Introduction: internalism and externalism
It is generally agreed among reviewers that Chapter 3, on epistemology, is the best chapter in Philosophical Explanations. It is not very original. Its leading ideas were already put forward by Dretske in particular a decade or more earlier, as Nozick acknowledges in some detail (PE: 689 n.53). But it is with Nozick that the ideas really come to the fore, perhaps because he has developed them more extensively. The chapter has three sections, on knowledge, scepticism and evidence, of which the first two are very closely bound together.
We can set the stage by introducing a contrast – prominent in recent discussions of epistemology – between internalism and externalism.
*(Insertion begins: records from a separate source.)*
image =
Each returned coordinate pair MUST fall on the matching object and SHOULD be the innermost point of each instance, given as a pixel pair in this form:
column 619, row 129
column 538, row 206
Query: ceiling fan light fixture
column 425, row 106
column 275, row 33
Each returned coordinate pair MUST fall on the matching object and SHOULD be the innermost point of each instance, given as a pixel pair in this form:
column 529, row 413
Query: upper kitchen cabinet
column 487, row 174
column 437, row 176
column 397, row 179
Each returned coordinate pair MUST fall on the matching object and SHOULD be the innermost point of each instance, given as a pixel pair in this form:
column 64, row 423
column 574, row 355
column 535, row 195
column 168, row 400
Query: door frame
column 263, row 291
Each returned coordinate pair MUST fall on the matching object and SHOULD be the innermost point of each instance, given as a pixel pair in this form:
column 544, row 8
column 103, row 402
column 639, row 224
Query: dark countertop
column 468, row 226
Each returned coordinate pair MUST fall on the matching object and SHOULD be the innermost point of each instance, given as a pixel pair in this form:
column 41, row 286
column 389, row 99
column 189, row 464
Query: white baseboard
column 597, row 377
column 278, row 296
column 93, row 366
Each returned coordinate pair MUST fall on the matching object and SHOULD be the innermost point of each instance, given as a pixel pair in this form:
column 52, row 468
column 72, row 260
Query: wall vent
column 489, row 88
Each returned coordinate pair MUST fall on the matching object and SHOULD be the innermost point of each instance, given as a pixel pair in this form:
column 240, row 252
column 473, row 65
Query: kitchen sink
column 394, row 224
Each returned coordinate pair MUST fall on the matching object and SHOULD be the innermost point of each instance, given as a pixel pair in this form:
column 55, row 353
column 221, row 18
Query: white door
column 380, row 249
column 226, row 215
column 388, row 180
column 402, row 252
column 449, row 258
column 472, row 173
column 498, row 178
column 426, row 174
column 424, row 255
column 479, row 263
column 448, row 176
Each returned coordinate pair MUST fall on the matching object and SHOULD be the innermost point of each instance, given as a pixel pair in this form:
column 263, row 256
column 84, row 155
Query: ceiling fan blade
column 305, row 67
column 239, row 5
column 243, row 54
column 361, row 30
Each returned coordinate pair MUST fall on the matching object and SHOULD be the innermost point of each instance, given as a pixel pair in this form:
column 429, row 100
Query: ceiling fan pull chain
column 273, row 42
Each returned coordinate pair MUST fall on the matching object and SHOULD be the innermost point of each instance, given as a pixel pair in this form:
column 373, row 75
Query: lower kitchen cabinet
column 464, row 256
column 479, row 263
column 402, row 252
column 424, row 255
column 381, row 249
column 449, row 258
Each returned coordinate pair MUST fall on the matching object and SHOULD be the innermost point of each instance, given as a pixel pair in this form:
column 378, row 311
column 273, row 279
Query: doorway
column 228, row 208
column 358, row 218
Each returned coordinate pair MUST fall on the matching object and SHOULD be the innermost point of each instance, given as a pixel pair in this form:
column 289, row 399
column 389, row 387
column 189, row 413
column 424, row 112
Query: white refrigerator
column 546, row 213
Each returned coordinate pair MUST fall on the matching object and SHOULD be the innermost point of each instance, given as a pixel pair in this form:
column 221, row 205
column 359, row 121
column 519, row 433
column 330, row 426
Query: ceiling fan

How does knowledge go beyond mere belief? (I say “mere” belief because nearly everyone agrees that knowledge, at least of facts as opposed to people, places, etc., does involve belief, although there are exceptions (see McGinn 1984, especially 547ff.). Clearly to be knowledge a belief must be true. We may think we know, or feel absolutely certain about, something false, but once we agree it is false we must withdraw any claim to know or have known it. (This is sometimes expressed by saying that “know” is a “factive” verb.) But more interesting is the question: what must be true about the knower himself? This raises issues about the role of knowledge in our lives. Why do we have the concept of knowledge at all?